Dans le christianisme vécu, il est permis de voir autre chose. Les nombreux baptêmes d’adolescents ou d’adultes au cours de la vigile pascale soulignent la nécessité d’une annonce de l’Évangile fondée non pas sur le choc des certitudes, mais sur le cheminement personnel et sur la prise en compte des grandes aspirations existentielles. Voilà donc l’occasion de donner au christianisme une visibilité positive, attestataire sans doute et parfois plus vigoureusement contestataire, mais aussi dialogale. Capable, autrement dit, de recevoir autant que de donner, de transformer et de se laisser transformer. Si nous voulons un christianisme de vivants, il ne faut pas seulement une bouche qui proclame la vérité, mais aussi et surtout un cœur qui écoute. Nos États généraux seront des états généreux.

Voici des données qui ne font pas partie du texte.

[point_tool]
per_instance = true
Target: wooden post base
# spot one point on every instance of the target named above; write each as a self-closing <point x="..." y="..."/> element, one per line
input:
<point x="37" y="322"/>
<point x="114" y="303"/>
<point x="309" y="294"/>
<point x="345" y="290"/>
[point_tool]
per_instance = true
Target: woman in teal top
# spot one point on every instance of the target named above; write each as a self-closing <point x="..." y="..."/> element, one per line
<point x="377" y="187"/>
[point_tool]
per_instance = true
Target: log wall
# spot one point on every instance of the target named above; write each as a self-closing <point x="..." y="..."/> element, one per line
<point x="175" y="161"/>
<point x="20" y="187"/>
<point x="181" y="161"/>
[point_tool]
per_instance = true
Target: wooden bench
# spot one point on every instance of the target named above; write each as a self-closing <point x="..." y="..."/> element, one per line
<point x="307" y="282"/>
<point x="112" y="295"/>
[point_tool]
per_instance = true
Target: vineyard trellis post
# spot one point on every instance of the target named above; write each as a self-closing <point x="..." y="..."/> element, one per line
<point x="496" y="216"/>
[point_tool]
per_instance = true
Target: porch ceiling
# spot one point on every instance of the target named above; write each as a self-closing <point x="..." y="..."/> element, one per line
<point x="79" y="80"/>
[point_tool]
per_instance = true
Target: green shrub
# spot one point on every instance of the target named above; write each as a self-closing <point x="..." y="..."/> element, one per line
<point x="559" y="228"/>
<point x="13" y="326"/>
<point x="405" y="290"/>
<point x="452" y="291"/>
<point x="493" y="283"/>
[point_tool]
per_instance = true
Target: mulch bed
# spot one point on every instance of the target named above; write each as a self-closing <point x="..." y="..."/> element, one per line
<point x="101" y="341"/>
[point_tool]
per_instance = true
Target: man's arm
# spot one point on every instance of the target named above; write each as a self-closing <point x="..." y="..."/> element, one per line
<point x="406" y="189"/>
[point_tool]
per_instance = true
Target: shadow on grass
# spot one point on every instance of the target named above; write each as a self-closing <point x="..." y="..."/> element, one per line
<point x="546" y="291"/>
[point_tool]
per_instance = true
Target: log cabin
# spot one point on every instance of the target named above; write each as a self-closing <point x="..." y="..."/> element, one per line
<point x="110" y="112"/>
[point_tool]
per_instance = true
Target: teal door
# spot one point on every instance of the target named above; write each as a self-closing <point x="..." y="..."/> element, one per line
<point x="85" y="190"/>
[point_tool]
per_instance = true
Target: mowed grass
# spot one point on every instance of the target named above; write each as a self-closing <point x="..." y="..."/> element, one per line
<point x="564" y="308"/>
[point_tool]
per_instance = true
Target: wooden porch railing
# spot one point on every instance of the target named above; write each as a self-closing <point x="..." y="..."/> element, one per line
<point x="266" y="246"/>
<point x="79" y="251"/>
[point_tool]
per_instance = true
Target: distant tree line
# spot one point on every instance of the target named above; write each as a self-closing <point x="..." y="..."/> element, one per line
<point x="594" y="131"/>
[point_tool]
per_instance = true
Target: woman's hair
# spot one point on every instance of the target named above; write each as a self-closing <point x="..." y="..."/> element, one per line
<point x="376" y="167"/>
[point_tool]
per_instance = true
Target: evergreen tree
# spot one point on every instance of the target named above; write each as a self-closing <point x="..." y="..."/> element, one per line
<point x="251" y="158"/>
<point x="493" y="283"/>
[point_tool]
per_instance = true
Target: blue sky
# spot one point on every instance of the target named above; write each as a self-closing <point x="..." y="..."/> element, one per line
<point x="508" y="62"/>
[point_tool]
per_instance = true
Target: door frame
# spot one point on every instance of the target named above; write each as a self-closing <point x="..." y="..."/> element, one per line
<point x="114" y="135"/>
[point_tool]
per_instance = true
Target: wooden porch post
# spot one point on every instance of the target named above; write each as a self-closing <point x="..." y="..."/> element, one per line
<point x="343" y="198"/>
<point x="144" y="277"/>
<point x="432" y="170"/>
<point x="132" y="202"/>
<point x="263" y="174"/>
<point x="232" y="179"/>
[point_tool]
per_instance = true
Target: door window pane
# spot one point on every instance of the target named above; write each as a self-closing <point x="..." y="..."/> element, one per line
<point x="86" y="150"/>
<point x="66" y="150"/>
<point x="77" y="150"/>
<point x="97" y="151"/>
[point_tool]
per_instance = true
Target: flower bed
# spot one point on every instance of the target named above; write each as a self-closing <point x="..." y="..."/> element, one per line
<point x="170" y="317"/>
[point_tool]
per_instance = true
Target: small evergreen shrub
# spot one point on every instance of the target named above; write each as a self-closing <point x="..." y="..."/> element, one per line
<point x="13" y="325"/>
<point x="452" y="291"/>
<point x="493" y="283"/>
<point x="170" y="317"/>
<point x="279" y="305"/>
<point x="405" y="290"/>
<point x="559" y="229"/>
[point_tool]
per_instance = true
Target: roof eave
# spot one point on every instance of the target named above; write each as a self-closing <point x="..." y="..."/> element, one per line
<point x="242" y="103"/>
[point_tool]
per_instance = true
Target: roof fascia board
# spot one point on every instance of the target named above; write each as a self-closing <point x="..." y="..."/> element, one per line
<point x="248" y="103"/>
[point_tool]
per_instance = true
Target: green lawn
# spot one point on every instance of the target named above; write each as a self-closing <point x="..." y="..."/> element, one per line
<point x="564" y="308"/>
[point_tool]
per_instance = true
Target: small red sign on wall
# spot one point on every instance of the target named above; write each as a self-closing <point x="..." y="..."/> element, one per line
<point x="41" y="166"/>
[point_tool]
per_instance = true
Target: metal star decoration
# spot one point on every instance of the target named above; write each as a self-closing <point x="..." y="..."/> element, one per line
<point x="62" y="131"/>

C’est à ce prix que nous pourrons poser la question que tout le monde garde au bord des lèvres et que personne ne formule vraiment, malgré l’immense besoin de parole que vous exprimez souvent dans vos lettres ou vos e-mails, et que nous sentons un peu partout dans nos Églises depuis des mois déjà. La question ici posée : où va le christianisme ? C’est peu dire que les crimes récemment rendus publics et leur réception dans notre société d’emballement ont rendu plus nécessaire mais plus délicat un vrai débat de fond. Or, en ces temps quelque peu troublés, on discute parfois au bazooka et l’on réagit de la même manière. D’un côté, les hurlements obsessionnels des loups identitaires ; de l’autre, le chant des sirènes de la dissolution finale du christianisme. Avouons-le : entre reniement ou repliement, entre complaisance masochiste et autojustification, le choix serait triste, les lendemains, toujours plus désenchantés.

Dans notre époque, tout est fragile, tout est friable, tout est frileux. Les institutions. Les convictions. Les vies privées. Les choix de société. Les appartenances. Les solidarités. Le sens. Tout se décompose et se recompose de plus en plus vite, dans une forme de précarité qui devient source de grandes angoisses. Alors, oui, il y a donc urgence, mais une urgence un peu particulière : urgence de la distance, urgence de la liberté, urgence de l’intelligence, urgence de la spiritualité. Urgence de se rencontrer. Moins le devenir du christianisme paraît clair, moins celui de nos sociétés paraît évident, plus il faut hardiment faire le lien et poser nos questions ardemment.

Vous l’avez compris. L’enjeu ne consiste pas à s’interroger sur les boutiques ecclésiales, les chapelles personnelles, les petits blocs de certitudes hermétiques qu’il s’agirait de défendre quand tout fout le camp, mais sur le devenir même de cette société dans laquelle la croix a semé sa folie, renversant les idoles. C’est à cela que s’attelleront les premiers États généraux du christianisme. C’est de cela que nous allons débattre tout au long des prochains mois dans nos colonnes. C’est pour cela que je compte bien vous retrouver personnellement les 23, 24 et 25 septembre, à l’Université catholique de Lille, que préside Thérèse Lebrun, avec le soutien actif du diocèse et de son évêque, Mgr Ulrich.

De grandes personnalités de toute Église et de tout bord viendront à votre rencontre pour trois jours de débats publics ouverts à tous, mais aussi de fête et de célébration. Alors que nous réfléchissions à ce projet, la richesse culturelle, l’ouverture internationale et la vitalité sociale de la région lilloise et de son christianisme nous ont irrésistiblement attirés.